On l’oublierait presque, Carrefour est une entreprise privée, totalement privée. L’Etat n’y détient même pas la fraction du capital qui l’autorise à peser dans les choix d’Air France KLM ou à bloquer chez Renault un projet de fusion avec Fiat. Il s’est pourtant comporté ces derniers jours en unique propriétaire du distributeur. Oubliés, les actionnaires. Infantilisé, le conseil d’administration censé les représenter et veiller à la bonne mise en œuvre de la stratégie par les dirigeants. Le mariage transatlantique que proposait Couche-Tard soulevait des questions légitimes sur sa logique industrielle, ses impacts sociaux ou environnementaux, bref, sur la prise en compte des intérêts de toutes les parties prenantes dans un secteur d’activité en profonde mutation. Autant de dimensions que les entreprises sont poussées à intégrer dans leurs réflexions stratégiques sous l’effet de la loi Pacte et d’un actionnariat devenu plus responsable et actif. Encore faut-il qu’elles en aient le loisir. Ce débat a été tué dans l’œuf pour d’obscures raisons politiciennes, camouflées sous l’étendard de la souveraineté nationale.
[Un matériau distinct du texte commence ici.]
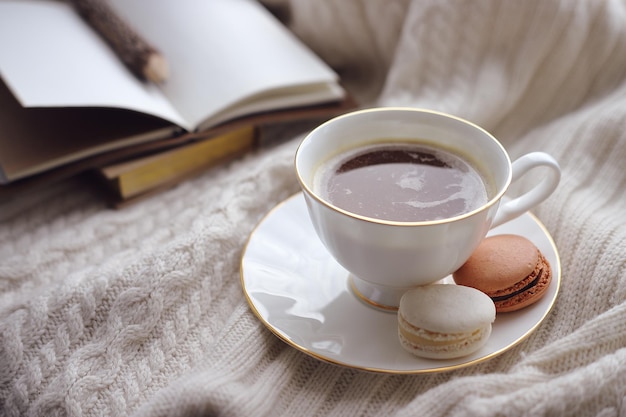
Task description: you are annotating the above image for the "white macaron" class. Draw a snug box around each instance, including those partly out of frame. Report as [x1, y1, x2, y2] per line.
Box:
[398, 284, 496, 359]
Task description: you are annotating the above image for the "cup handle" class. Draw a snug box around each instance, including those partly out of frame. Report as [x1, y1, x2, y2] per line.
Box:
[491, 152, 561, 228]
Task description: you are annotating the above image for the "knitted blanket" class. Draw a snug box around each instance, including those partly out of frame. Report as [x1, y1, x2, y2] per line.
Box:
[0, 0, 626, 417]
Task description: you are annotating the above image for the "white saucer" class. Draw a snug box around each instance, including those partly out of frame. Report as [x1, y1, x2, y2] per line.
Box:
[241, 193, 561, 374]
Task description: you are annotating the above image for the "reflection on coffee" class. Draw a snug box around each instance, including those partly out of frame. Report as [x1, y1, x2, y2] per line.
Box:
[315, 143, 489, 222]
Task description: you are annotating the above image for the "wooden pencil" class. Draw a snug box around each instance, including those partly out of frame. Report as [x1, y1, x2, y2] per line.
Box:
[69, 0, 169, 83]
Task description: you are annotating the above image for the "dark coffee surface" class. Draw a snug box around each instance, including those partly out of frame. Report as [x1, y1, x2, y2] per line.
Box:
[320, 144, 488, 222]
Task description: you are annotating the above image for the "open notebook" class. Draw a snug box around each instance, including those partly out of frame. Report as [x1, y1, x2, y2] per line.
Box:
[0, 0, 346, 183]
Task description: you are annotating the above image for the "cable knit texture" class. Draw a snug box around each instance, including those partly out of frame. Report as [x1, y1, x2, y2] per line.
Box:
[0, 0, 626, 417]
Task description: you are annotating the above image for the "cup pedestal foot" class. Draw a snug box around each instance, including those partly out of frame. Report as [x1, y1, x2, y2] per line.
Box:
[348, 274, 411, 312]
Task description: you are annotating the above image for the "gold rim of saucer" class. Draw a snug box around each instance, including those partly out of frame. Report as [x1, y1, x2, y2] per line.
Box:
[239, 192, 562, 375]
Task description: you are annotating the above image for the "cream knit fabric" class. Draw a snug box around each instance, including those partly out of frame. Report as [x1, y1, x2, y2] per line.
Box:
[0, 0, 626, 417]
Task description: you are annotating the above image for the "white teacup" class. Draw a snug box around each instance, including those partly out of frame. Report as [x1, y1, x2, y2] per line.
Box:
[295, 107, 560, 310]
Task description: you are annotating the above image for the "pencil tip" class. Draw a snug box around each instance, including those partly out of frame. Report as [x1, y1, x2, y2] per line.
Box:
[143, 53, 169, 84]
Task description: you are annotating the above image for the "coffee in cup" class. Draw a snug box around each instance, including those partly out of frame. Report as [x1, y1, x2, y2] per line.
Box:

Quel contre-pouvoir peut aujourd’hui empêcher l’Etat de céder à sa passion absolutiste ? Au nom d’un objectif louable, ne plus pécher par naïveté dans la guerre économique, le décret sur le contrôle des investissements étrangers autorise tous les vetos. Dans ce texte attrape-tout qui met désormais sur un pied d’égalité l’épicerie et l’armement, presque tout est stratégique, donc plus rien ne l’est vraiment. Si l’on y ajoute la nationalisation rampante de secteurs entiers de l’économie en raison de la crise du Covid-19, les actionnaires privés des entreprises françaises vont vite saisir les termes de l’alternative : s’endormir sur leurs titres ou s’enfuir à toutes jambes.